The rental gear was top-notch and the food prepared by our cook Elio better than in many La Paz restaurants. On the first day we drove to the Base Camp (4700masl) and did some training on the glacier, on the following day we carried all gear to the Rock Camp (5130masl) and rested in the afternoon. At 1.30 in the morning we started our ascent to the summit, the night was clear, far below the lights of La Paz could be seen and the temperature was comfortable (-5C, no wind). Although not too technical, the ascent was exhausting due to 10-20cm fresh-fallen snow and the thin air (air pressure at 5500masl is around 0.5, meaning that every breath supplies the lung with only half the O2 than it would do on sea level). Our timing was perfect, as we reached the summit shortly after sunrise, providing a top photo opportunity to me.
After a long awaited hot shower back in La Paz I signed in for the most famous day trip around La Paz, the downhill bike ride along the “World´s Most Dangerous Road” (North Yungas Road, Road of Death or Road of Fate).
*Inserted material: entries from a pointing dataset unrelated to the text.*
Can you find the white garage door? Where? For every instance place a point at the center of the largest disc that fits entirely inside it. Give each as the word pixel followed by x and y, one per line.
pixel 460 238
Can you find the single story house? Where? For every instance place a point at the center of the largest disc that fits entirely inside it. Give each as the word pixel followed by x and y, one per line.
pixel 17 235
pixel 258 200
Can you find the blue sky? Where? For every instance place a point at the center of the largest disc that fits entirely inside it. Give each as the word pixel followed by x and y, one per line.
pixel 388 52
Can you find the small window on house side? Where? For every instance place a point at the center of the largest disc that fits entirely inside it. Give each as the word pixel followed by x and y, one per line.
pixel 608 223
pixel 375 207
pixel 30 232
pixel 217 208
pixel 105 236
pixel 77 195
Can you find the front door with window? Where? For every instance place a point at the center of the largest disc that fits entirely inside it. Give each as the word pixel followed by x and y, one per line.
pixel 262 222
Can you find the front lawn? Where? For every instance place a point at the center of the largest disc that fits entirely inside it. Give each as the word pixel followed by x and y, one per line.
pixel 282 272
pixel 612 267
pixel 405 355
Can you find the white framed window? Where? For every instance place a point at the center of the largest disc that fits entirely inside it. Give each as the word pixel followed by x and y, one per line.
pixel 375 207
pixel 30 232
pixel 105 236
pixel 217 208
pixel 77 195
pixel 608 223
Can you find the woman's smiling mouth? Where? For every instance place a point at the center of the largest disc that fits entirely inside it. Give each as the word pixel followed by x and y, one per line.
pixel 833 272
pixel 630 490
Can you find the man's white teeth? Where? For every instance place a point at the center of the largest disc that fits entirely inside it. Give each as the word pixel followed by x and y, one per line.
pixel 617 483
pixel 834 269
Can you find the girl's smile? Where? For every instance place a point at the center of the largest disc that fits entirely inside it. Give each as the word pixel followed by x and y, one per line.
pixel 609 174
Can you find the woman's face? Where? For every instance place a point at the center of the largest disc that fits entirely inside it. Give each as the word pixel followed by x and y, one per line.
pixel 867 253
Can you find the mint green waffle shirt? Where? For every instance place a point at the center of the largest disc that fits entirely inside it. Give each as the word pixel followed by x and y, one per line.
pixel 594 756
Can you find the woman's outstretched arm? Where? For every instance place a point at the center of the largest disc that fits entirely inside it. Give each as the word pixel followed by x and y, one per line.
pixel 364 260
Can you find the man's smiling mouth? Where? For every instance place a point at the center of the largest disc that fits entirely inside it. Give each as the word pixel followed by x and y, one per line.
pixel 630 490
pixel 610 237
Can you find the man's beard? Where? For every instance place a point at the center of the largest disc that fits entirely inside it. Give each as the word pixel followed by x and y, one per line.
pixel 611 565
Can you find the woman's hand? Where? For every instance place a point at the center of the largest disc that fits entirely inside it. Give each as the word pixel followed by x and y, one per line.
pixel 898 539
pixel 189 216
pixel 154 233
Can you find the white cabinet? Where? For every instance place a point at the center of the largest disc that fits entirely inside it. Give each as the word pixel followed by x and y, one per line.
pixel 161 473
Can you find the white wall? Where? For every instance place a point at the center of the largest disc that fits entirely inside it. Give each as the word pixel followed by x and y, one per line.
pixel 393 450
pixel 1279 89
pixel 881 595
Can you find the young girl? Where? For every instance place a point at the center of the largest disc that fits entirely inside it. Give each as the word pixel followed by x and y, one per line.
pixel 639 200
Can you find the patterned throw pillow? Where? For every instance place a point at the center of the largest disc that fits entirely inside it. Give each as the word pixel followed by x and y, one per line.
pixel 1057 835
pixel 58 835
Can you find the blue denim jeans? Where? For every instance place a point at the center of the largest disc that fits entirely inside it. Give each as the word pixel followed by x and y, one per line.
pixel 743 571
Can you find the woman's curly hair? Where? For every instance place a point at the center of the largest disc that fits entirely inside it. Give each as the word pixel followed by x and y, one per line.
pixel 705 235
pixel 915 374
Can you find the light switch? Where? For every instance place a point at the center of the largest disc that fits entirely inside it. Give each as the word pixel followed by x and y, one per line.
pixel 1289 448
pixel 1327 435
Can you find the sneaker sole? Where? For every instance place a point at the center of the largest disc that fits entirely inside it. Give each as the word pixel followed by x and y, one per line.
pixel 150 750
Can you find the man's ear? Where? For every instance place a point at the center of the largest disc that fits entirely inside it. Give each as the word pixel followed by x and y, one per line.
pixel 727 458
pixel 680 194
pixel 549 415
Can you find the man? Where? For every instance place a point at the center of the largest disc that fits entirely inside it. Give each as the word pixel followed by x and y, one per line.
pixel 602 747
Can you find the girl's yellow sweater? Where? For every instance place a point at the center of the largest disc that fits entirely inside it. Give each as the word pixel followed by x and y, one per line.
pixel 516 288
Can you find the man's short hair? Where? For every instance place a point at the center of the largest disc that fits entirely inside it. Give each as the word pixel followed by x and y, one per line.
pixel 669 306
The road first ascends from La Paz to around 4650masl at La Cumbre Pass, before descending to 1200masl at the town of Coroico. Until 2006 the slippery, narrow, step and unpaved road caused every year around 300 casualties (i.e collisions, vehicles falling down into the abyss), but with the building of the new paved alternative route for the traffic, the old road remains a tourist magnet. The 3h to 4h downhill ride isn´t as dangerous as proclaimed, as there is almost no oncoming traffic, the bikes and particularly the disc brakes are first grade (depending on the company you go with, but you shouldn´t go for the cheapest option, when a failing break means a serious accident or death). As long as one isn´t to self-confident or going too fast, I rate biking in a busy city such as La Paz more dangerous than this road. The views are breathtaking when biking next to the several hundred meters deep abyss. By the way, the only person in our group that crashed during the ride was our guide! He took one of the curves to confident and fast, and the bike slipped away. Nothing serious, except some scrapes at the forearm.
The next stop, Lake Titicaca at the border with Peru promises less adrenalin and challenges, but some nice scenery and easy hikes.